Dès son enfance, Haralampi Oroschakoff a été profondément exposé à l'histoire de l'Europe de l'Est. Partagée entre la Russie et les Balkans, sa famille quitte Sofia pour l'Ouest en 1966. De ce statut d'émigrant naît son intérêt pour les problèmes de communication et de mémoire, les échanges et les conflits interculturels qui caractérisent son travail depuis 1984.
Ses premières actions telles « Der Heilige Welt » (1981-82) s'attachent à définir le sentiment d'étrangeté ressenti par les émigrants à Vienne. À la même époque, un séjour au Mont Athos le convainc de l'importance d'une réflexion sur la notion de racines.

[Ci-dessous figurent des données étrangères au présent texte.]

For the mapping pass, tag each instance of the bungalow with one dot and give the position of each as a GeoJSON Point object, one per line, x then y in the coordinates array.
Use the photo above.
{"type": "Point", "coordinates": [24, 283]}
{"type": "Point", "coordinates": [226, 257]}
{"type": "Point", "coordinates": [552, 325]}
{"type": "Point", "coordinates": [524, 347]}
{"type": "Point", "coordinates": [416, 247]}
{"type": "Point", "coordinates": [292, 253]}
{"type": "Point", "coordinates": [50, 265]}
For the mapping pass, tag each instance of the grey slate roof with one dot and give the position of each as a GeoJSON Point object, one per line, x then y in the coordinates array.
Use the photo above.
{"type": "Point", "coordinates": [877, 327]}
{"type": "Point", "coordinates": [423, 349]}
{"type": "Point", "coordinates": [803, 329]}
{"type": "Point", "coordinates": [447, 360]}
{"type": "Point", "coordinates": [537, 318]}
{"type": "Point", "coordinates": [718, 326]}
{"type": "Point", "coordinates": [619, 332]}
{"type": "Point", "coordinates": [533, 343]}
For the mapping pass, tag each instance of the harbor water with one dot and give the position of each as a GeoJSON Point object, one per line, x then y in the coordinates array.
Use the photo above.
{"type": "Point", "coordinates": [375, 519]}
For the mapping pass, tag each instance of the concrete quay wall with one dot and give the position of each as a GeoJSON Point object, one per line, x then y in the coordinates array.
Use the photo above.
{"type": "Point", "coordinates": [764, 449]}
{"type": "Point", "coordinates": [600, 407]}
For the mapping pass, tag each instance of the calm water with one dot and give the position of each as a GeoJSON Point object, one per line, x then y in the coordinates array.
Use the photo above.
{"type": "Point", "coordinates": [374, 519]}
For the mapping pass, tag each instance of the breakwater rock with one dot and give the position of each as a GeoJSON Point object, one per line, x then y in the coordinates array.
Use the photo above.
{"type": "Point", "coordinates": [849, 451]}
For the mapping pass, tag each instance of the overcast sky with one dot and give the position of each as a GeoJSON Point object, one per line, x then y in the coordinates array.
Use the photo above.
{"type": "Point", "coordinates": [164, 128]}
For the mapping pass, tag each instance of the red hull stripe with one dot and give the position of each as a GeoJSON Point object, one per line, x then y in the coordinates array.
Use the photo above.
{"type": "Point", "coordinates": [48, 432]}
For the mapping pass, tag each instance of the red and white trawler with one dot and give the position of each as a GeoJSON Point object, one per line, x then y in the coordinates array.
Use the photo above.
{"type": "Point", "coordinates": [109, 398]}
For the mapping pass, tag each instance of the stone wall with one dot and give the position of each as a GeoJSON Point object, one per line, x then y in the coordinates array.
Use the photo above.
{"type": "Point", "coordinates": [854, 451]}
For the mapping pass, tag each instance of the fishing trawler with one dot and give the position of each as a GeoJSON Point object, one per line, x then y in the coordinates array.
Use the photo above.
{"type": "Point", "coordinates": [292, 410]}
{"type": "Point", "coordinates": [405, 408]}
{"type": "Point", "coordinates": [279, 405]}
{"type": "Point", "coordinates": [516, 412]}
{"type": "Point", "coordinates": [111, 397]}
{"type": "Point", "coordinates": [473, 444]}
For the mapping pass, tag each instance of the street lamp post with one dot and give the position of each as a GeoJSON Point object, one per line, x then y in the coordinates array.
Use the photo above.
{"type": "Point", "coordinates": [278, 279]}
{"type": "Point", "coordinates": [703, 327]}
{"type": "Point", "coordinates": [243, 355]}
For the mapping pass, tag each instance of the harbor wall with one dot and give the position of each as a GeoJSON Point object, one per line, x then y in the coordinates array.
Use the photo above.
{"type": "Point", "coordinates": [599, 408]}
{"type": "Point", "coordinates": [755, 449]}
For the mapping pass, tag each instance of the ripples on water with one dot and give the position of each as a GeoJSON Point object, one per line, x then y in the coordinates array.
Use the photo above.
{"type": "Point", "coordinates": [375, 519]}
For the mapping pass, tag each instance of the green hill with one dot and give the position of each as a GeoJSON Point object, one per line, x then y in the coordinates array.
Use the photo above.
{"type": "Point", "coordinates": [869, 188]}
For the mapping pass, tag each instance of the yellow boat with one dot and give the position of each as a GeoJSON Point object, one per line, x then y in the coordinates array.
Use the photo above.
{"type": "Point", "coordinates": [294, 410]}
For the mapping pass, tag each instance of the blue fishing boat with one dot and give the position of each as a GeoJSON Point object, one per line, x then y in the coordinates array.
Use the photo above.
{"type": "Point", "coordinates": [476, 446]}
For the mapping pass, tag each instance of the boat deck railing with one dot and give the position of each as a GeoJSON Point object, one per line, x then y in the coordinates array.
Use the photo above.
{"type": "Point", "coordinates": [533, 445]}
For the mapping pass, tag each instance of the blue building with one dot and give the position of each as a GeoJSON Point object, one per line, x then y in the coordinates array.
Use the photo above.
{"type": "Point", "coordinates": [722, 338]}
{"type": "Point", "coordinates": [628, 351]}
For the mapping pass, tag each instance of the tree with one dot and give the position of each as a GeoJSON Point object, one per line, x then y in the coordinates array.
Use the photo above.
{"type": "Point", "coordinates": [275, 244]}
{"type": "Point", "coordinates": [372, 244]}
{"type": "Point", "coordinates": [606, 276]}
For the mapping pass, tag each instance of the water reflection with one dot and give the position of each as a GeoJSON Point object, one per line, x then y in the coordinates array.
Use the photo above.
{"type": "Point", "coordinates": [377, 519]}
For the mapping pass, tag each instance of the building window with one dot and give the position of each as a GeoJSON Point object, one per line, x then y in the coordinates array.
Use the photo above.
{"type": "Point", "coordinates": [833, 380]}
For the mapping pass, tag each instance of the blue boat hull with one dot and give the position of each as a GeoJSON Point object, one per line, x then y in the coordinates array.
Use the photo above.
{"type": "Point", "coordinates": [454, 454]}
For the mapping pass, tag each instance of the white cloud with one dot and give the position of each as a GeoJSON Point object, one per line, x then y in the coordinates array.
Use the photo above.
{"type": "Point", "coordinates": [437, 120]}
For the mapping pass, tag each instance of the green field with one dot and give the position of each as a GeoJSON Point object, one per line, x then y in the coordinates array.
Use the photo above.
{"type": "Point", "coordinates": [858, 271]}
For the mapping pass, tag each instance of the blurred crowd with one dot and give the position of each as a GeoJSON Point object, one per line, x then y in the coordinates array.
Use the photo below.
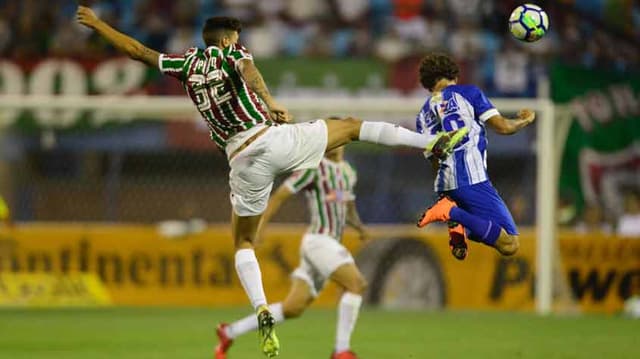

Simultanément il arrive à la conclusion que la pratique artistique ne doit pas se réfléchir elle-même dans un geste formaliste, mais qu'elle doit servir de support à une vision culturelle globale ce qui explique que le travail de H. Oroschakoff ne privilégie aucune technique en particulier. Dans « Cambio » (1989) et « Dandolo » (1990), il s'interroge sur les liens de la civilisation occidentale avec Byzance en rappelant sa destruction par les Croisés et l'empreinte que l'ancienne capitale de l'Empire d'Orient a laissée sur la pensée occidentale. La 'Perestroïka' et la chute du mur de Berlin en 1989 permettent à H. Oroschakoff de multiplier les contacts avec les milieux culturels de l'Est. Ces contacts débouchent sur « Kräftemessen » (1995), un travail collectif (auquel participe par exemple le critique et historien de l'art Boris Groys) qui donne une image des différents courants de la scène artistique moscovite. L'activité de H. Oroschakoff s'élargit alors à d'autres types d'interventions : conférences, débats, publications, organisation d'expositions, touchant toujours au domaine de l'émigration et des rapports Est-Ouest. Avec « Instant Archeology » (1995) il fait preuve de sa volonté de formaliser les témoignages et les problèmes nés de ces bouleversements socio-politiques, tout en préservant leur dimension processuelle.
« Être au bord du monde. Voyageurs et orientalistes » est un autre exemple de cette recherche de formalisation : son dispositif complexe repose essentiellement sur l'alternance de deux types de peintures. Les premières (« Voyageurs et Orientalistes ») parodient des œuvres du XIXe siècle (Gérome, Chassériau, Répine, Kasatkine, Seroff, etc.) dont on peut dire qu'elles ont servi de modèles à la formation d'un Orient mythique où se projetaient au fur et à mesure des campagnes de colonisation les fantasmes occidentaux. Les secondes (« Colonisations ») parcourues de schémas, de signes et de mots, construisent une sorte de topologie abstraite du monde où le spectateur est invité à déchiffrer les bouleversements géopolitiques et les antagonismes culturels à l’œuvre dans l’aire eurasiatique. D'une certaine manière, H. Oroschakoff produit donc pour l'Europe de l'Est un équivalent plastique de ce qu'Edward Said a démontré à propos du rôle de l'orientalisme dans la vision que le monde occidental s'est faite de la civilisation arabe. La série de « Croix » qui est présentée parallèlement à cet ensemble participe du même constat : en s’appropriant le motif de la croix byzantine, Oroschakoff l’intercale entre l’icône et sa version suprématiste. Ainsi énonce-t-il l'ambivalence symbolique de toute forme d'abstraction.